Postawiłem jednak na naszą rodzinną literaturę i po przeczytaniu książki muszę stwierdzić, że to był dobry wybór. Cała historia zaczyna się w amerykańskiej bazie wojskowej, poznajemy tam Adama Sawyera i jego partnerkę Susan Tanner. Oboje odpowiedzialni są za nadzór nad ładunkami nowej broni o nazwie „Trineutrinum” spoczywającej spokojnie w silosach tego nowoczesnego ośrodka. Jest nazywana czystą bombą, ponieważ zabija tylko istoty żywe, nie powodując przy tym wszechobecnego spustoszenia, jej promieniowanie znika również bardzo szybko. To miał być dzień jak co dzień, poranna kawa miłe towarzystwo, które zostało przerwane nagłym alarmem.
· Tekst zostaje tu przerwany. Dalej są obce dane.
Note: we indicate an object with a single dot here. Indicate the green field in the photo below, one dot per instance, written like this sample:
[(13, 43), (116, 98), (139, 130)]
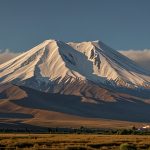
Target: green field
[(74, 142)]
Początkowo pomyśleli, że są to rutynowe manewry wojskowe, dopiero potem uderzyła ich ponura rzeczywistość. Najgorsza w podjęciu decyzji o tego typu ataku jest świadomość, że dzięki nam zginą miliardy ludzi na całym świecie. Ponieważ inne kraje także dysponują tego typu arsenałem oraz przestarzałymi bombami atomowymi i neutronowymi. Wojskowy silos został zaprojektowany tak, aby mógł umożliwić przetrwanie personelowi w jego wnętrzu. Dodatkowo nasi bohaterowie znajdują specjalną instrukcję, dzięki niej dowiedzą się o tajnej operacji o nazwie „Arka”. Która pozwoli odbudować życie na ziemi, aby tego dokonać, muszą poddać się hibernacji, gdy promieniowanie po ataku ustąpi, zostaną w sposób automatyczny obudzeni. Jednak wskutek błędu oprogramowania, komora odpowiedzialna za czynności życiowe Susan Tanner, ulega awarii. Adam, tracąc wszystko, na czym mu najbardziej zależało, musi samotnie stawić czoła własnym demonom, a także wszystkim słabością, które prędzej czy później dadzą o sobie znać. W książce „Samotność Anioła Zagłady. Adam” bardzo spodobały mi się dokładne opisy lokacji i zdarzeń przedstawionych podobnie jak ma to miejsce u Lee Childa. Lubię tego typu zabiegi literackie, ponieważ mocno pobudzają wyobraźnie czytelnika. Sawyer podczas swojej podróży przez kraj natrafia na szereg ciekawych lokacji. Sypia w obłędnie drogich hotelach i walczy o przetrwanie z morderczymi siłami natury.

 

W Las Vegas natrafia na trójkołowy sprawny motocykl napędzany energią słoneczną, postanawia nazwać go „Sue” ku pamięci jego wybranki, staje się dla niego czymś więcej niż tylko mobilnym przedmiotem. Wiele razy przechodzi chwile załamania, rozmyślając o śmierci, jednak tajemnicza „Arka” nie daje o sobie zapomnieć. Po dotarciu do celu trudno jest mu zaakceptować to szalone odkrycie, czy poradzi sobie z tą niezwykłą wiedzą? Musicie sprawdzić sami. „Samotność Anioła Zagłady. Adam” była dla mnie miłym zaskoczeniem, pomimo wielu negatywnych opinii na temat tej książki. Umacnia mnie to w przekonaniu, że aby wyrobić sobie zdanie na jakiś temat, trzeba go najpierw dobrze poznać. Jeśli poszukujecie audiobooka tego autora, jest on dostępny, czyta znakomity Roch Siemianowski.

 

Recenzja audiobooka Zaklinacz >>>

2


Dodaj komentarz

Komentarze

  • Bardzo dobra powieść drogi, trzeba oczywiście lubić tego typu klimaty, mnie osobiście przypadła do gustu. Książkę "Samotność Anioła Zagłady" połyka się wyjątkowo szybko.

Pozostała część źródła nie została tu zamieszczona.